Okay, so we do have a lot of questions and we have, you know, it was a kind of like a high level, you know, talk about a lot of the philosophy that, you know, you have around, you know, this sort of change. And I think a lot of the questions reflect that as well, a lot of like really high level questions which I think is good.
So let me start with the most upvoted by far question, which is is there anything more that you can already tell about the Remix brand in the future now that Remix, as it exists today, is swallowed by React router? Yeah so there's another aspect to why we wanted to make this move. I didn't include it in the talk because what I like is that you don't need to have this context for this move to make sense. But this, one of the big drivers was we were already exploring what the next generation of Remix is. And some of these early explorations that are actually quite far along, it's effectively a different framework.
And it's such a, it was such a big change. But we were still bringing that spirit of backwards compatibility that's always been there with Remix and React router. So we were talking about letting you mount a React, sorry, a Remix v2 app instead of Remix v3. And that's when I was starting to get a little bit nervous because I'm like I don't want us talking about inversion numbers. And so there would already been talk about doing this, but I was the one who actually suggested like maybe the cleanest way to make this kind of move is to say let's take Remix as it exists today and move it over to React router. And then that frees up the Remix brand to sort of live side by side even into the future.

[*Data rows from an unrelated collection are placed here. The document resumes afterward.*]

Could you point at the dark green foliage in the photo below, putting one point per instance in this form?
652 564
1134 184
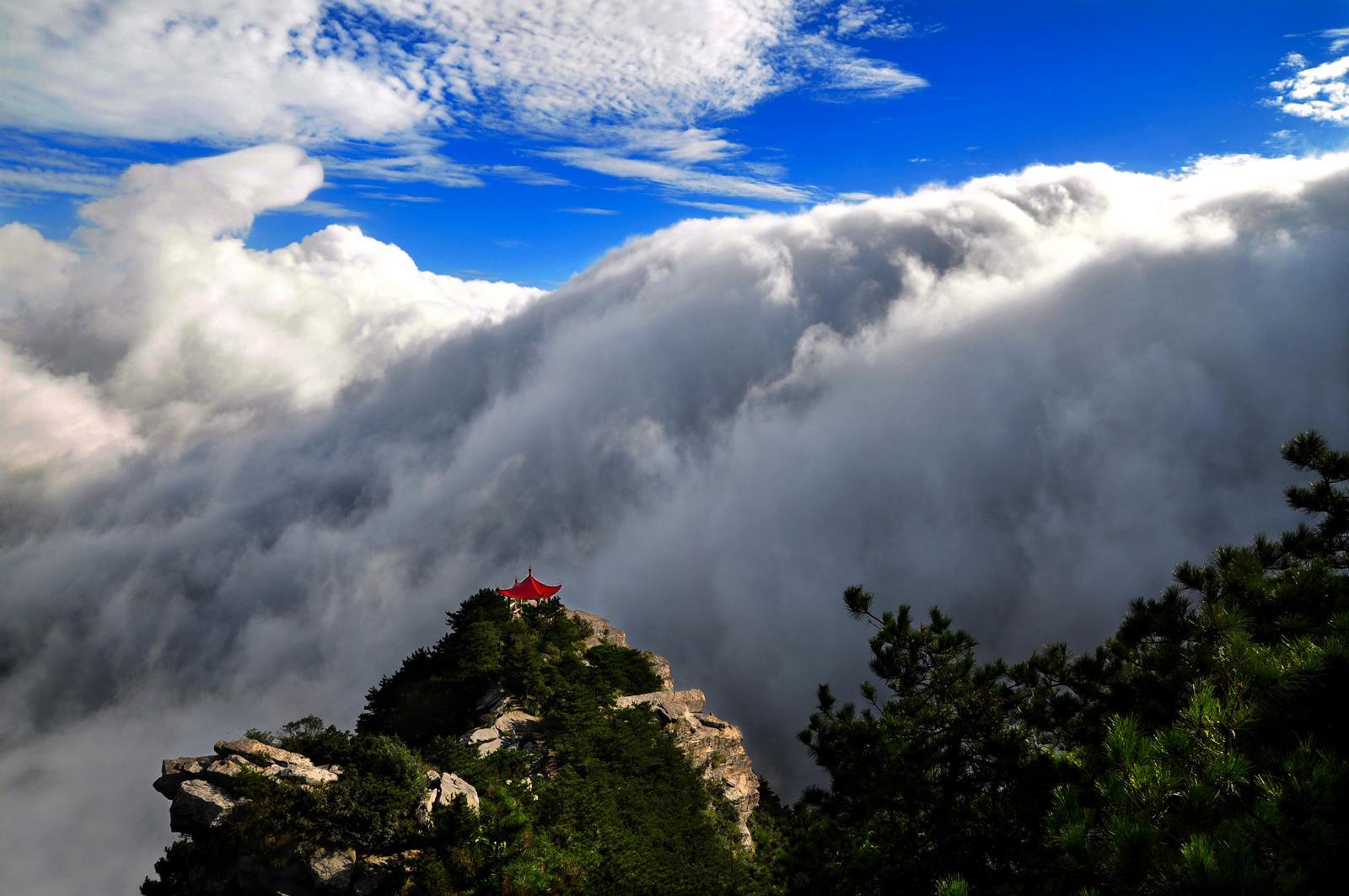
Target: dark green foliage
624 813
1197 750
931 781
325 745
173 872
624 668
627 804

So it's about, it's really about decoupling the two philosophies. And that made perfect sense because as I said, if Remix is effectively React router, the framework, it's like it's going back home to where it really belongs in the long term.
Yeah. So Michael and Ryan have been the ones most closely working on it while we do a lot of the work on Remix as it is today and React router. But the goal is once the dust has settled on the React router v7 release for us to, as a team, start to put a bit more focus on that next gen version of Remix. But as of right now, it's not something I'm super close to.
Yeah. I mean, when I was like listening to the presentation, I think it was really delightful to kind of like hear the reasoning that seemed to come from a like a purely sort of like what makes sense perspective, right? Like a lot of, you know, frameworks these days are, you know, sort of also companies, you know, like, and they have sort of like a need to also sort of do things for kind of like a branding and packaging and molting and, you know, all those kinds of things. But this seems like a movement towards like a more sort of pure open source, like here, here's all the functionality and we have no claim to the sort of IP of it in a way. Is that also your sort of read on it or?
Yeah. I mean, what I like about the Remix team working on it and is there's always been such a focus on simplicity and removing things and that always happened to me when I put my own work forward, like the Routes TS work that I showed before. That's something I worked on where a lot of my early work was, you know, adding these layers of abstraction and indirection, because I'm like, we might want to support this in the future and support that. And Michael and Ryan are much more in the camp of like, if we don't need it, let's not add it yet. Let's focus on keeping things as simple as possible.